Une première enveloppe de 150 millions d’euros

Les souscriptions à la mesure de réduction des volumes se feront, comme prévu, pour des durées de trois mois uniquement. La première période débutant en octobre, la date limite d’envoi des demandes sera le 21 septembre 2016 à midi. Si l’enveloppe de 150 millions n’est pas totalement consommée, une nouvelle session d’engagement s’ouvrira en novembre. Et ainsi de suite jusqu’au mois de mars. Cette aide devrait soutenir la réduction d’environ 1,07 million de tonnes de lait en Europe.

Les conditions à respecter pour les éleveurs :

  • Avoir livré du lait jusqu’en juillet 2016 ;
  • S’engager pour une quantité de lait supérieure ou égale à 1 500 kg ;
  • S’engager pour une quantité qui n’excède pas 50 % du volume de référence.

Le calcul de la réduction de collecte se fait par rapport aux mêmes mois de l’année précédente (octobre, novembre, décembre 2015 si vous vous engagez pour octobre novembre décembre 2016). Le paiement aura lieu après la vérification de la réduction de collecte, dans les 90 jours suivant la fin de la période engagée. Une diminution du montant s’appliquera si l’éleveur ne réduit pas suffisamment sa production, allant jusqu’à une suppression complète de l’aide.

Les États pourront décider que les demandes et les paiements passent par les organisations de producteurs (OP) ou les coopératives, sous condition que les aides reviennent bien aux éleveurs ayant réduit leur production.

Une seconde enveloppe de 350 millions d’euros

Les aides proposées par les États membres pourront concerner les producteurs de lait, de bœuf, de veau, de porc, de chèvres ou brebis allaitantes. Les mesures mises en place devront cibler :

  • Une réduction ou limitation de la production ;
  • Des élevages de petites tailles ;
  • Le recours à des méthodes de production extensives ;
  • Le recours à des méthodes favorables à l’environnement ou au climat ;
  • La mise en œuvre de projets coopératifs ;
  • La mise en œuvre de programmes de qualité ou leur promotion ;
  • Le recours à des instruments financiers ou des outils de gestion des risques.

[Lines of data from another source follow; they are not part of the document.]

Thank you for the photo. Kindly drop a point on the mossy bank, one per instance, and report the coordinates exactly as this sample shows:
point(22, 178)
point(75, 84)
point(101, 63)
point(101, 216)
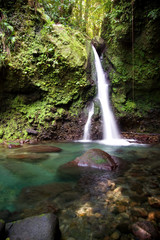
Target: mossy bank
point(131, 31)
point(43, 81)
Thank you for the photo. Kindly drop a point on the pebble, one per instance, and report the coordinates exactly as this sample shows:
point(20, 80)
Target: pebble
point(116, 235)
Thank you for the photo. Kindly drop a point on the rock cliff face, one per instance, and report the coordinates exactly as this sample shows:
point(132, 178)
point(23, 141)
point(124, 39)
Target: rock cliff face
point(131, 33)
point(43, 84)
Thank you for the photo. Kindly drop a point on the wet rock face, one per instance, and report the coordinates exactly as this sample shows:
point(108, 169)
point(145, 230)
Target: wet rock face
point(99, 44)
point(93, 158)
point(43, 227)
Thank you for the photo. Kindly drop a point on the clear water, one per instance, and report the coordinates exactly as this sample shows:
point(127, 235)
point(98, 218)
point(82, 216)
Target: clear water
point(110, 129)
point(16, 175)
point(88, 123)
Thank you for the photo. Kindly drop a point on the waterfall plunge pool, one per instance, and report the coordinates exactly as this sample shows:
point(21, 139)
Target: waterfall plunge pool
point(82, 202)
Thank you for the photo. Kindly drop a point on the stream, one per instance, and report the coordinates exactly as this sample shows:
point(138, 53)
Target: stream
point(90, 204)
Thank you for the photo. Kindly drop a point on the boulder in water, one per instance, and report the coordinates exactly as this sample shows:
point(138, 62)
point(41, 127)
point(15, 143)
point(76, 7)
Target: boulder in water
point(93, 158)
point(145, 230)
point(42, 227)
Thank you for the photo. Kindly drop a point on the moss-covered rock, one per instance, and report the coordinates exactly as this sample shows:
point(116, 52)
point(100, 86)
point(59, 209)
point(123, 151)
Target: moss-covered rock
point(131, 31)
point(43, 78)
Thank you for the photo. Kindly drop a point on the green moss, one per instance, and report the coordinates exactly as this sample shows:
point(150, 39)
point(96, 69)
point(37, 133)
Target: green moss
point(45, 75)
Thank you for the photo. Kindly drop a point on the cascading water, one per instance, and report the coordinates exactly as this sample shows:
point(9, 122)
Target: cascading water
point(110, 129)
point(87, 127)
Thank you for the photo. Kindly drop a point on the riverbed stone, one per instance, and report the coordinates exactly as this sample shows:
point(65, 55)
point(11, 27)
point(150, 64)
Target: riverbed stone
point(145, 230)
point(42, 227)
point(93, 158)
point(34, 195)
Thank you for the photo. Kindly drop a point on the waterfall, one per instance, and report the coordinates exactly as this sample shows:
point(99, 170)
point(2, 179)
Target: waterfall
point(88, 123)
point(110, 129)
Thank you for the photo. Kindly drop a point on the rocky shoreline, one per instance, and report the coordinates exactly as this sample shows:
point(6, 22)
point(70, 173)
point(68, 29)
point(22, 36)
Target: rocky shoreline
point(101, 205)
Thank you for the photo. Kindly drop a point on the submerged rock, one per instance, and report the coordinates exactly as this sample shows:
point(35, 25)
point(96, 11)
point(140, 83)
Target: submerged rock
point(145, 230)
point(33, 195)
point(93, 158)
point(42, 227)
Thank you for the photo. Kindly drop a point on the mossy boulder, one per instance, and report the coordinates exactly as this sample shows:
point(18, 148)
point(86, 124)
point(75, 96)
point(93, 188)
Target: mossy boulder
point(131, 33)
point(43, 78)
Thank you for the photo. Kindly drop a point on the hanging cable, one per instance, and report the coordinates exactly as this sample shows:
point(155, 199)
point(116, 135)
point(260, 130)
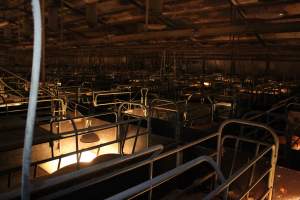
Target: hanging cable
point(34, 86)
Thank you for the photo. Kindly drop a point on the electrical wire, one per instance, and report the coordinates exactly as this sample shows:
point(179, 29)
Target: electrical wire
point(31, 113)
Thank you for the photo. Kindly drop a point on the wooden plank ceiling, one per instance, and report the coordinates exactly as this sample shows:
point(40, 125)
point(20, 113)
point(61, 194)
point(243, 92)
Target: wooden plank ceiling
point(121, 23)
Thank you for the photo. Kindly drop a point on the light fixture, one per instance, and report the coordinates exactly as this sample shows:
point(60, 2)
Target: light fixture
point(89, 138)
point(3, 24)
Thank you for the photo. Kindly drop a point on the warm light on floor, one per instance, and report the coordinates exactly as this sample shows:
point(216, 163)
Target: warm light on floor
point(52, 166)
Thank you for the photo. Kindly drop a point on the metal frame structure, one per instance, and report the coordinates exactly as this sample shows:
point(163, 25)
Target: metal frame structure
point(223, 187)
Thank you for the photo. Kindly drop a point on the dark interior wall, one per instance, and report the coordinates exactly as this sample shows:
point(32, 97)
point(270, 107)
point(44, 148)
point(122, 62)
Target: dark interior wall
point(279, 69)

L’enveloppe devra être consommée avant le 30 septembre 2017. Par ailleurs, les États membres ont la possibilité de doubler l’enveloppe qui leur est attribuée, via des fonds nationaux. Berlin a d’ores et déjà annoncé qu’il le ferait. Le plan français de régulation de la production laitière sera présenté mardi 30 août par le ministre de l’Agriculture.

À travers un communiqué, le Copa-Cogeca a réagi à l’annonce des modalités du plan européen, « se réjouissant du fait que les règles détaillées [...] aient été finalisées à Bruxelles aujourd’hui ». Ils ajoutent qu’il est « important que les régimes mis en place soient réalisables et que les fonds soient versés aux agriculteurs dès que possible ».

M.B.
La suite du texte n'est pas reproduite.